We declared “print-to-string” to be deprecated in favor of the new “print-to-stream” capability, but what we have found 15 years down the road is print-to-string still being used.  A few possible reasons for this are 1) that is the way some users started doing it and did not want to change, and 2) it is simpler to use these functions as all that is necessary is to pass a string buffer directly to the function instead of having to design a callback function.
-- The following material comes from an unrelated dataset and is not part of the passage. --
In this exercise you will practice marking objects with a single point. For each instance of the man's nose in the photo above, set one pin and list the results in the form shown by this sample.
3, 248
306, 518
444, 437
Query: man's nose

To address the latter point, as part of our next ASN1C release next year, we will provide a built-in callback function that can be used to model print-to-string using print-to-stream.  If users don’t want to wait that long, the code for the new callback is shown below:

void rtxPrintStreamToStringCB
(void* pPrntStrmInfo, const char* fmtspec, va_list arglist)
   OSRTStrBuf* bufp = (OSRTStrBuf*) pPrntStrmInfo;
   if (bufp->bufsize > bufp->endx) {
      vsnprintf (&bufp->strbuf[bufp->endx], bufp->bufsize - bufp->endx,
                 fmtspec, arglist);
      bufp->endx += strlen (&bufp->strbuf[bufp->endx]);

The OSRTStrBuf structure is defined as follows:

typedef struct {
   char* strbuf;
   OSSIZE bufsize;
   OSSIZE endx;
} OSRTStrBuf;

The code can then be inserted into a C program to print a populated type structure:

OSRTStrBuf strBufDescr;
char strbuf[10240];
/* Set up print-to-stream callback to write to character string buffer */
strBufDescr.strbuf = strbuf;
strBufDescr.bufsize = sizeof(strbuf);
strBufDescr.endx = 0;

rtxSetPrintStream (&ctxt, &rtxPrintStreamToStringCB, (void*)&strBufDescr);

asn1PrtToStrm_<type> (&ctxt, "Data", &data);

In this code snippet, <type> would be replaced with the type name of the data structure to be printed. The result of the call would be the data printed to the strbuf character array. Be sure to create a large enough array to hold all of the printed data. If not large enough, the data will be truncated.